Architectural patterns => Mud to structure => layers.

Background -


We apply mud to structure when a large system requires decomposition.

If you notice, your application/requirement has verity of logical units which can be decomposed into a group of sub-tasks, first, group them into different levels of abstraction. One abstract unit perform a totally different task(s) from other units, but any unit alone is not enough to give meaningful service to customer.

Actually, different issues/solutions are splinted into different abstract units. Second, after you divide them into different units, if you see a mix of low and high-level dependencies, where high-level operations depend on low-level operations, then assume those logical units as layers, third draw a dependency diagram between layers. 

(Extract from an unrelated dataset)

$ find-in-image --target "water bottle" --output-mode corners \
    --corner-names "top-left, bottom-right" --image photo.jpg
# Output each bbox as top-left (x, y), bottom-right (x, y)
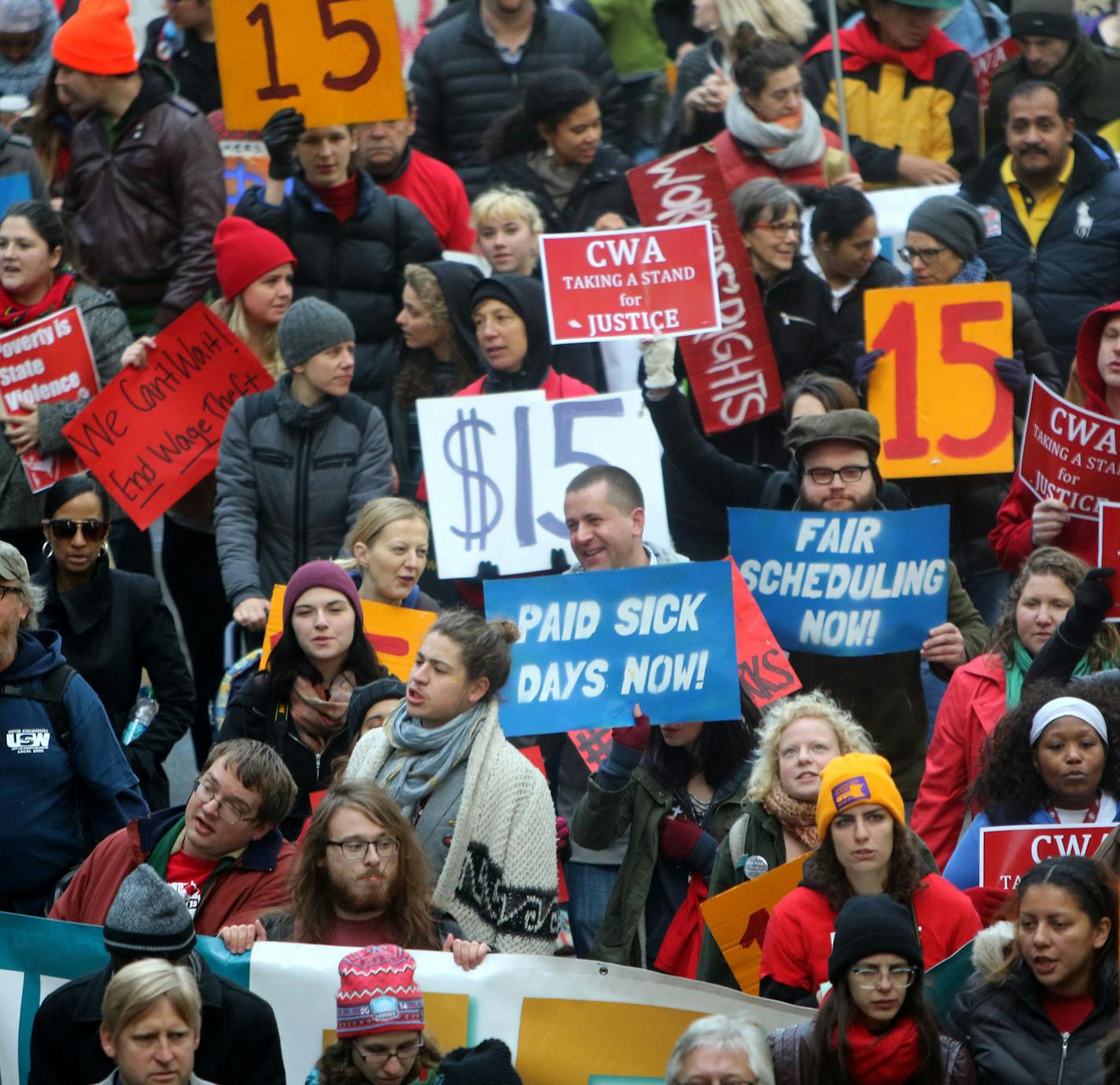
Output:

If control flows from high to low layer (or dependency diagram forms a stack, one layer on top of other), you can think of implementing it through layer pattern.

Layer architecture -

We can have many components in one layer. Layer N can talk to layer N + 1 directly but cannot talk to N + 2 or further down layers.



Scenarios of flow controls -

  1. The flow control of request is, client-to-FirstLayer-to-LastLayer, and in same way, flow control of response is, LastLayer-to-FirstLayer-to-client.
  2. Sometimes layer N + K (or say, some layer in-between first and last) can give you result, in that case, we can respond result from that the layer itself, no need to go till the last layer.
  3. Intermediate layers shall behave dynamically, according to the nature of request.
  4. Two stacks can also communicate with each other, like in networking two OSI models talk, one from sender ends and one from receiver ends.
Notes – most stable component (where business requirements don’t change rapidly) will be at the bottom level. In other words, user-visible component will be on top level, as we change them very frequently. Too few layers are not good, as they result in poor structure. Too many layers are also not good, as they will impact performance.

A very classic example of layer architecture pattern is OSI-7 layer model -




Benefits of layer architecture –

  1. You can modify/improve any specific layer without bothering about other layers.
  2. Any common layer (for example – communication or logging) can be taken into other software framework or application directly, without much modification. Or in other words, it will give you exchangeable parts. You can import and export any layer as per the condition.
  3. Debugging will become easy, as now you can see till which layer control went fine and where it got stuck, and then fix it in less time frame.
  4. Maintainability will be cheaper.
  5. The understanding of whole system through small logical layers will be easy, so any new joiner will take less time to understand the product.
  6. Component will not be tightly coupled.
  7. Each layer represents a black box design.

Difficulty –

  1. Difficult to set the correct level of granularity, while creating layers.
  2. Identify the communication mechanism between layers, as sometimes different layer belongs to different tier.